Well, more than anything, I want other writers to know they’re not alone if they’re struggling to use this lockdown time ‘productively’. Whatever you’re up to right now, whether that’s going to work as one of our essential workers, or working from home like me; finding yourself a sudden and unexpected teacher, furloughed, or self-employed and wondering what will happen next…

I don’t know about you, but my head feels so FULL. It’s leaving little space to think up exciting plots or concentrate on editing. And that’s OK.

We need to be kind to ourselves. If we want to watch TV, or take a long bath, or cook some tasty food, or sit in the garden in the evenings instead of writing, that’s OK.

Don’t beat yourself up for taking a break.

Don’t compare yourself to that author whose getting a few thousand words down a day, or the author who managed to bash out an entire novel in the space of a month.

Let them do their thing, while you do yours. Everyone is different.

Do small things that feel manageable and bring you joy.

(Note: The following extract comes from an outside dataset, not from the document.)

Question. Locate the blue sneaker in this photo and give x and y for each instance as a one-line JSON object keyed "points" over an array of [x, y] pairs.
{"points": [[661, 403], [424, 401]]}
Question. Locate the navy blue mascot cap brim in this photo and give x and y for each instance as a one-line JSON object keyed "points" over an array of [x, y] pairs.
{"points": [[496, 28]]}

For me, that’s making sure I make the most of my one daily exercise outing and get some sunshine. I also try to write in my diary every day.

Yesterday, I was inspired to write a short story in response to a magazine that was calling for submissions to do with finding hope during the Covid-19 pandemic.

Find what works for you and what inspires you – even if it’s nothing to do with writing!

How are you finding writing during this time?